Je m'habille et sort, sans savoir si je suis prête à faire face à Severus après ce que nous avons fait. Mais j'ai vraiment besoin d'une oreille amicale maintenant que je me suis suffisamment calmée pour en parler.
La vérité est, en y réfléchissant, que mes larmes étaient vraiment stupides. Je suppose que je ne pouvais plus faire face et que j'avais besoin de pleurer.
…
Je suis allée rendre visite à Alastor à l'hôpital pour la dernière fois, pas parce que j'ai décidé de ne plus le voir, mais parce que lundi, il doit rentrer chez lui. Nous avons joué aux échecs, partagé la moitié d'une bouteille de whisky pur-feu et nous avons fait une courte promenade dans l'entrée de Sainte Mangouste. Cette fois-ci, le voir avec une jambe orthopédique est moins étrange que vendredi dernier quand ils lui ont donnée.

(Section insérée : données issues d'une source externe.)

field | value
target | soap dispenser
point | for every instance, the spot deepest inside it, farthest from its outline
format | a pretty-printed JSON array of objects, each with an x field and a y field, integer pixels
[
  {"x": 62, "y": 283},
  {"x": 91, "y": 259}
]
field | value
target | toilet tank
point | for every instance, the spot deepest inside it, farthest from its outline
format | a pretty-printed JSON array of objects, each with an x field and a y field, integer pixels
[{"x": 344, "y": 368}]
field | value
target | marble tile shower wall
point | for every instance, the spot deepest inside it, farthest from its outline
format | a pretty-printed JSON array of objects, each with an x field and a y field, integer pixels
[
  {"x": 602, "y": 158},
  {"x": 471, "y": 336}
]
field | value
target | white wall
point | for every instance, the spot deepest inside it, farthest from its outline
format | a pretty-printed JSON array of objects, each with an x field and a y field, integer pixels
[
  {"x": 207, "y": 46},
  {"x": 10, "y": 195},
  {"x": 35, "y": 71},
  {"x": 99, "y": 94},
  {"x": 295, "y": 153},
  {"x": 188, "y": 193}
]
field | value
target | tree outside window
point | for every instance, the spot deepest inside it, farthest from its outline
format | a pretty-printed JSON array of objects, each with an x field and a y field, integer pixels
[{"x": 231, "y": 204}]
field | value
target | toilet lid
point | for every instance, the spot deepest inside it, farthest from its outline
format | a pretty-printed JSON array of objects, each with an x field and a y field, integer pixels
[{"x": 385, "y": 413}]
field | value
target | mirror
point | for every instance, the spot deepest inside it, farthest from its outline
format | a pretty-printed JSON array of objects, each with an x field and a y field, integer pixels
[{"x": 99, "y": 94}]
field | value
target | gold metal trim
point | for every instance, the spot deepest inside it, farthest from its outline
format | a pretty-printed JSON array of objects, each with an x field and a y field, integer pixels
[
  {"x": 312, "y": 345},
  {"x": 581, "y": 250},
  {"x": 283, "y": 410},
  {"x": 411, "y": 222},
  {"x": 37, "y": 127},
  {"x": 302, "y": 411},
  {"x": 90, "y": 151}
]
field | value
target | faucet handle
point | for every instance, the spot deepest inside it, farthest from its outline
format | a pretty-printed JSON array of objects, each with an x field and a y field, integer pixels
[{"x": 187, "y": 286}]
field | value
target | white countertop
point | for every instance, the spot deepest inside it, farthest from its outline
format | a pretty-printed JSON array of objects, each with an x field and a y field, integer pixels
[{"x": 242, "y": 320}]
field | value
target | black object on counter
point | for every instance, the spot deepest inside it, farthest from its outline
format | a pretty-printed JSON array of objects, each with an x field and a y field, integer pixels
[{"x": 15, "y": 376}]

« Comment fonctionne-t-elle ? » Je demande alors que nous revenons dans sa chambre.
« Mieux que l'ancienne, » plaisante-t-il « tu te souviens que je ne pouvais plus plier le genou ? »
« Je suis sérieuse Alastor. » Je le fixe du regard.
« Je sais » C'est tout ce qu'il me dira, alors qu'il s'accroche à mon bras pour monter les escaliers. Je n'insiste pas.
« Comment ça va dans ton école ? » Demande-t-il pour briser le silence.
« Ce n'est pas mon école. »
« Eh bien, tu la fais fonctionner pour Albus, non ? »
Je passe un moment à réfléchir à sa réponse. Je ne veux pas admettre qu'il a raison mais je ne veux pas non plus lui mentir. Je décide alors de revenir à la question initiale.
« Les choses se passent bien à Poudlard. »
« Minerva, s'il te plait. Nous avons à peine marché la dernière fois que tu es venue et être ici est pénible. Raconte-moi quelque chose qui m'amuse. »
« Nous avons un nouveau professeur » Pourquoi je lui raconte ça ? « Enfin, il n'est pas professeur, seulement apprenti, mais Albus l'a fait venir pour ensuite l'embaucher. »
« Vraiment ? »
« Il était Mangemort. »
« Tu n'es pas sérieuse ? » Demande-t-il « Il a réellement fait venir Snape à Poudlard ? »
« Attends, tu le connais ? »
« Bien sûr, il est devenu espion pour l'Ordre pendant le dernier mois de la guerre, donc je l'ai rencontré à quelques reprises. »
« Tu ne me l'as jamais dit. » Je fais un peu la tête alors que nous arrivons devant sa chambre.
« Eh bien, Dumbledore a été très clair à ce sujet : nous devions garder le secret et, je sais que j'ai déjà partagé des secrets avec toi, mais là c'était vraiment dangereux. »
« Je déteste quand tu penses que tu dois me protéger. » Lui murmure-je
« Je le dois parfois, tu es mon amie. »
« Bon ! » Je décide de changer le cours de la conversation car je déteste quand nous réfléchissons à ce que nous sommes l'un pour l'autre. « Que penses-tu de Snape ? »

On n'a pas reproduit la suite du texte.